Diretor compara festival a "acidente de carro" e diz que vai "preparado para a colisão"

Cineasta comenta a sua "experiência bizarra" no Festival de Cannes de 2002, quando "Cidade de Deus" foi exibido fora de competição

DA REPORTAGEM LOCAL

Neste trecho da entrevista, o diretor Fernando Meirelles, 52, diz que seu novo filme será visto como "um troço meio pós-moderno". (SILVANA ARANTES)

 

FOLHA - O Festival de Cannes 2008 homenageia a edição de maio de 1968, suspensa, num eco dos artistas aos protestos populares. A organização define o presidente do júri, Sean Penn, como "engajado". A escolha de abrir o festival e a disputa com "Ensaio sobre a Cegueira", baseado em livro do comunista José Saramago, sugere que o festival insere o filme no contexto dos herdeiros da crítica e do pensamento à esquerda. Isso faz sentido para você, que, no Brasil, não é associado à esquerda?
MEIRELLES -
Nunca pensei em direita e esquerda. O mundo ficou, ou sempre foi, bem mais complexo do que uma lata de goiabada, que tem apenas dois lados para acessá-la. Tenho até certa aflição em relação a pessoas que vêem o mundo dessa forma. Fanatismo religioso ou convicções ideológicas rígidas são os vírus mais poderosos da cegueira.

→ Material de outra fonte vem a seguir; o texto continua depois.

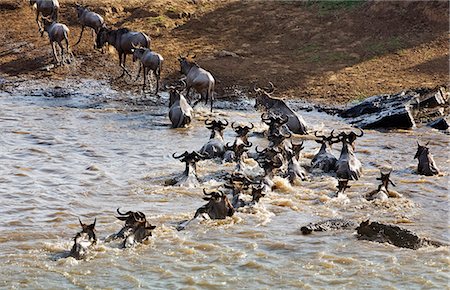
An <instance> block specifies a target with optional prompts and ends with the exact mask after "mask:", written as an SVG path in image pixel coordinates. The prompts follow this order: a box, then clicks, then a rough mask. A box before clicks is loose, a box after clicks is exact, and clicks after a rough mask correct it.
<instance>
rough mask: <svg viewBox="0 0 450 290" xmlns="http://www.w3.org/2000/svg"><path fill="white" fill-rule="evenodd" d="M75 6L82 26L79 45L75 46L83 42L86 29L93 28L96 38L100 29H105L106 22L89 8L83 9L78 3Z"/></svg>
mask: <svg viewBox="0 0 450 290" xmlns="http://www.w3.org/2000/svg"><path fill="white" fill-rule="evenodd" d="M75 5H76V9H77V15H78V22H79V23H80V24H81V33H80V38H79V39H78V41H77V43H75V45H77V44H78V43H80V41H81V37H82V36H83V31H84V28H85V27H90V28H92V33H93V34H92V35H94V37H95V36H96V35H97V33H98V32H99V31H100V28H102V27H105V21H104V20H103V17H101V16H100V15H99V14H97V13H95V12H93V11H90V10H89V9H88V8H87V7H83V6H81V5H80V4H78V3H76V4H75ZM94 33H95V34H94ZM94 39H95V38H94ZM94 41H95V40H94ZM94 48H95V44H94Z"/></svg>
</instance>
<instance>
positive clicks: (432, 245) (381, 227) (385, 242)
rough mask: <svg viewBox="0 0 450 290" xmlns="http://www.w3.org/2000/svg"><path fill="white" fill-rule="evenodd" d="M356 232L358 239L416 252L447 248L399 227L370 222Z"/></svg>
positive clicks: (434, 241) (414, 233) (365, 222)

FOLHA - O presidente do festival, Gilles Jacob, diz que a cena-síntese de Cannes "é uma pessoa falando com você e olhando por cima do seu ombro, até que chega alguém mais importante e, em dois segundos, você fica falando sozinho". Que lição aprendeu em Cannes quando "Cidade de Deus" foi exibido em seleção oficial fora de competição, em 2002? Quando arde a fogueira das vaidades, o que você faz?
MEIRELLES -
Minha experiência em Cannes com "Cidade de Deus" foi bizarra. Chegamos sem nem um pôster, e havia 14 entrevistas marcadas para o dia seguinte à nossa estréia. Aproveitando o crachá, fiz uma listinha dos filmes que iria assistir. Acabou que o filme gerou interesse e passei seis dias, do café da manhã à hora do jantar, dando entrevistas sem parar. Nem vi festival nenhum. Acho que estava cansado demais para sentir o tal ardido da fogueira das vaidades. Minha sensação foi parecida com a de um acidente de carro. Tudo foi tão rápido, inesperado e violento que, quando acabou, não sabia bem o que havia acontecido. Desta vez, vou mais preparado para a colisão. Gato escaldado.

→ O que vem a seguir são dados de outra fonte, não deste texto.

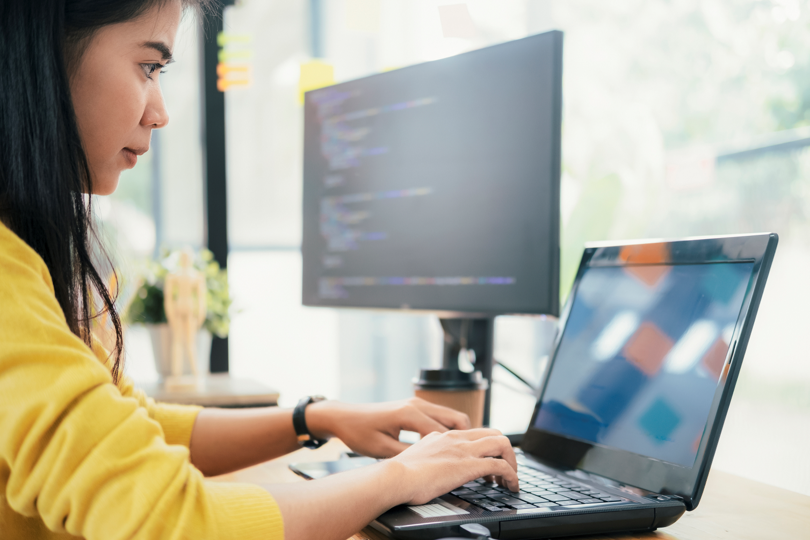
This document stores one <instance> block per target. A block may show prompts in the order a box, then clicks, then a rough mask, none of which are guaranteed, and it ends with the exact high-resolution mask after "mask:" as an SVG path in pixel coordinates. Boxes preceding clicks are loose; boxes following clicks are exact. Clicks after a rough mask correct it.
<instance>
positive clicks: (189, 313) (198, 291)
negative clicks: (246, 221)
mask: <svg viewBox="0 0 810 540" xmlns="http://www.w3.org/2000/svg"><path fill="white" fill-rule="evenodd" d="M205 303H206V287H205V276H203V275H202V274H201V273H200V272H198V271H197V270H196V269H195V268H194V267H193V266H192V265H191V253H190V251H188V250H184V251H182V252H180V259H179V261H178V268H177V270H175V271H174V272H171V273H169V274H168V275H167V276H166V281H165V286H164V290H163V307H164V309H165V311H166V320H167V321H168V322H169V330H170V331H171V341H172V356H171V358H172V375H171V377H169V378H168V379H167V380H166V388H167V389H172V388H175V389H177V388H189V387H196V386H197V384H198V373H197V348H196V337H197V331H198V330H199V329H200V328H201V327H202V324H203V322H205V310H206V305H205ZM184 349H185V351H184ZM184 352H185V355H184V354H183V353H184ZM184 356H185V357H186V358H188V361H189V362H190V364H191V373H192V376H191V377H184V376H183V357H184Z"/></svg>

FOLHA - Qual é o pior adversário numa competição de filmes?
MEIRELLES -
A própria idéia de competição de filmes. Por que os caras não dão logo uma medalhinha para todos os participantes, como fazem em bufê infantil, e deixam todo mundo ir embora feliz? Quem inventou esse negócio de competição em música, cinema, artes plásticas? Tenho uma hipótese, mas não acuso ninguém.

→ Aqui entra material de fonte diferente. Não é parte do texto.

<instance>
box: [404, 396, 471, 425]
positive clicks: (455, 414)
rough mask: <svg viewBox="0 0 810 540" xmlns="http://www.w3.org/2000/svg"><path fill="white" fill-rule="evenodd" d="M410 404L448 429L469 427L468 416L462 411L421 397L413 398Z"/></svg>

FOLHA - Julianne Moore é, desde já, favorita à Palma de melhor atriz?
MEIRELLES -
Não conheço as outras atrizes que estarão lá, mas me surpreenderá muito se ela não for ao menos cogitada como uma provável candidata. A mulher é desnivelada.

FOLHA - A personagem de Julianne Moore afirma, no trailer do filme, que a única coisa mais aterradora do que a cegueira é ser a única a enxergar. Quanto de terror psicológico há em "Ensaio sobre a Cegueira"?
MEIRELLES -
Não há terror psicológico no filme, e esta frase foi criada por um departamento de marketing. Não está no filme. Como não manjo nada de marketing, deixo por conta deles. Cada macaco no seu galho.

FOLHA - O trailer diz ainda que o filme "vai mudar nossa visão do mundo". Qual é a visão do mundo contida em "Ensaio sobre a Cegueira"?
MEIRELLES -
Essa frase aí é puramente marqueteira e nem com a minha experiência fazendo comerciais consigo entender exatamente a que se refere.
De qualquer maneira, esta não é uma história que "explica", é o tipo de história que levanta questões, e cada um deve encontrar suas respostas. Um troço meio pós-moderno, diriam alguns, problematizante, inquiridor.